I work in about as strict an environment as you'll find, but I've never had this problem.  Don't you get a lunch and two 15 min breaks???  Shouldnt be a problem heating up meals during these times.  If I can get away with it here, you can anywhere!


----------



## DaMayor (Dec 3, 2003)

Jeeze Jodi, Cottage Cheese with Fiber One Cereal and PB in it?

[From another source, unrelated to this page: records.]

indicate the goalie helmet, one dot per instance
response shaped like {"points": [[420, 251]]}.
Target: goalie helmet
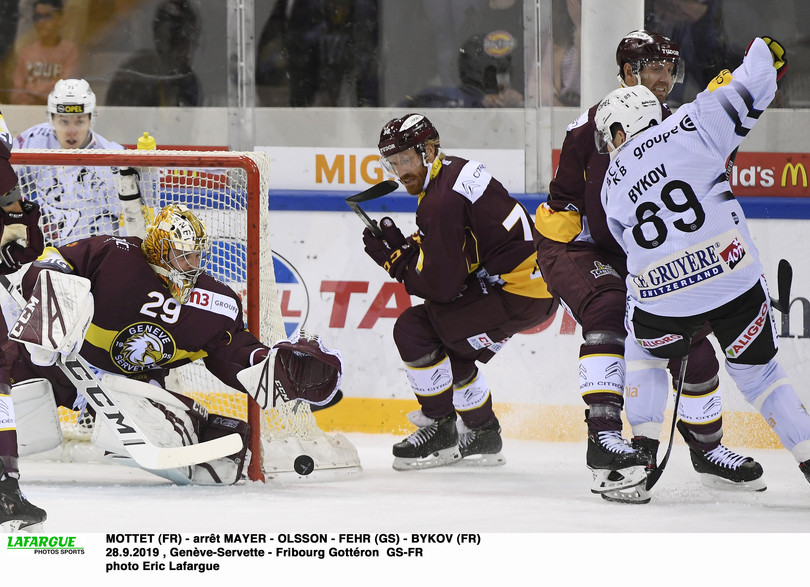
{"points": [[176, 246], [72, 96], [634, 109], [640, 47]]}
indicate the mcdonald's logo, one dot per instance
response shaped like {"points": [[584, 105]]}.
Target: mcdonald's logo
{"points": [[794, 174]]}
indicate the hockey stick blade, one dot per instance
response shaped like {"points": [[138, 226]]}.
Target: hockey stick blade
{"points": [[376, 191], [784, 279]]}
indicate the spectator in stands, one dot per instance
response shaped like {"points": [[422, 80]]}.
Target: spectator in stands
{"points": [[566, 19], [485, 81], [698, 27], [49, 58], [500, 23], [162, 76]]}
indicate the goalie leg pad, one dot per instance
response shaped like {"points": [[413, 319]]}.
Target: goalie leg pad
{"points": [[38, 428], [163, 424], [227, 470]]}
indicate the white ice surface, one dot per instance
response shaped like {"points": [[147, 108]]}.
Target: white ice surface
{"points": [[542, 490]]}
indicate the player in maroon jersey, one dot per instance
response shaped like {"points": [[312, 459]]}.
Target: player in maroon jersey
{"points": [[589, 278], [160, 311], [473, 262]]}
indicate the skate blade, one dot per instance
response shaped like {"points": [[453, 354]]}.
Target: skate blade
{"points": [[481, 460], [441, 458], [606, 480], [716, 482], [637, 494]]}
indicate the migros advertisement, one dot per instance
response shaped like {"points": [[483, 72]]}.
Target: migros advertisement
{"points": [[329, 285]]}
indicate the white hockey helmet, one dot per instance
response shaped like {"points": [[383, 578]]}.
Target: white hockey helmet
{"points": [[635, 109], [72, 96]]}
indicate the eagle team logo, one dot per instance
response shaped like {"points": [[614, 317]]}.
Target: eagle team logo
{"points": [[142, 346]]}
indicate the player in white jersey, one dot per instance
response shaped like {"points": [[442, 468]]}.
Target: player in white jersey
{"points": [[67, 215], [690, 256]]}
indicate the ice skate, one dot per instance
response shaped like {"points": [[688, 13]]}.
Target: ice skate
{"points": [[481, 447], [16, 512], [618, 469], [723, 468], [434, 444]]}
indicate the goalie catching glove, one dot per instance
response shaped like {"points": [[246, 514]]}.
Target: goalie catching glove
{"points": [[56, 317], [300, 367], [392, 251]]}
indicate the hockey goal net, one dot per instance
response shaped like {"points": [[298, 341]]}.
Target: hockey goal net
{"points": [[78, 194]]}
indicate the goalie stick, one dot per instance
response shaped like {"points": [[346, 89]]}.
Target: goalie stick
{"points": [[146, 454], [376, 191]]}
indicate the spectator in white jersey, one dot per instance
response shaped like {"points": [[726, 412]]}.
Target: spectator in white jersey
{"points": [[690, 256], [67, 213]]}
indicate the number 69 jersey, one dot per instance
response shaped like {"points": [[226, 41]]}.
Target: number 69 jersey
{"points": [[138, 328], [669, 203]]}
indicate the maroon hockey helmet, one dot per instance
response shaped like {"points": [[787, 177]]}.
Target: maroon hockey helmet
{"points": [[638, 47], [9, 190], [411, 130]]}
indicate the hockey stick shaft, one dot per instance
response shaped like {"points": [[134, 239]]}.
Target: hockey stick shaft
{"points": [[146, 454], [376, 191], [784, 280], [655, 474]]}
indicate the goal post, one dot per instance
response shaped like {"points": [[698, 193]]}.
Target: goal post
{"points": [[78, 194]]}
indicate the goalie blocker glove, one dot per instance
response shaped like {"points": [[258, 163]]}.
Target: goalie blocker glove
{"points": [[392, 251], [299, 368], [56, 317]]}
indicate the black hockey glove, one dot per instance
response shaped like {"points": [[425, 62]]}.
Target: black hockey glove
{"points": [[391, 252], [21, 236], [779, 55]]}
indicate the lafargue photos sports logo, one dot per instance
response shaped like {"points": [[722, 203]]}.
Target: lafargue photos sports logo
{"points": [[42, 544]]}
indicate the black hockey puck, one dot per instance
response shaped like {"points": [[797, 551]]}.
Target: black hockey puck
{"points": [[304, 465]]}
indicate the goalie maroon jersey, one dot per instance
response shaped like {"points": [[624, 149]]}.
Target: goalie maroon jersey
{"points": [[469, 224], [138, 328]]}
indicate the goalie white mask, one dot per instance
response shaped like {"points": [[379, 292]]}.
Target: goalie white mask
{"points": [[176, 245]]}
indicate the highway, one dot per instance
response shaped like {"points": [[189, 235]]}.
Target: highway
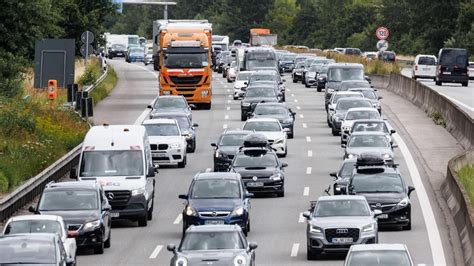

You should be on Fear Factor or something!


----------



## Jodi (Dec 3, 2003)

Seriously you got to try it.  Its awsome   I also add cinnamon and splenda to it.  It is soooooo goooooood.


----------



## Darkkmind (Dec 3, 2003)

Tell your boss to get off your fucking back. sheesh! where the hell do u work that they monitor u like that?


----------



## Power Rabbit (Dec 3, 2003)

Ya. Your boss sounds like hes a real dick. Tell him ur diabetic or somethin.


----------



## BabsieGirl (Dec 3, 2003)

if you don't take any breaks through out the day (asside from heating up your meals) I wouldn't see where there should even be a problem.  Most places offer two 15 min breaks.  Set those times aside for your meals.  You'll have your lunch hour on top of it.  No fuss in that


----------



## Downtown Guy (Dec 3, 2003)

To minimize meals eaten on the job, I usually have a large breakfast about 30 minutes before arriving at work.  That way I can work hard for 2 1/2 hours before I need a meal.  If I'm working only eight hours, I'll only need to consume two meals at work as long as I can eat as soon as I get outa there.  If I'm working a long day, I feel very justified eating three or four meals at work.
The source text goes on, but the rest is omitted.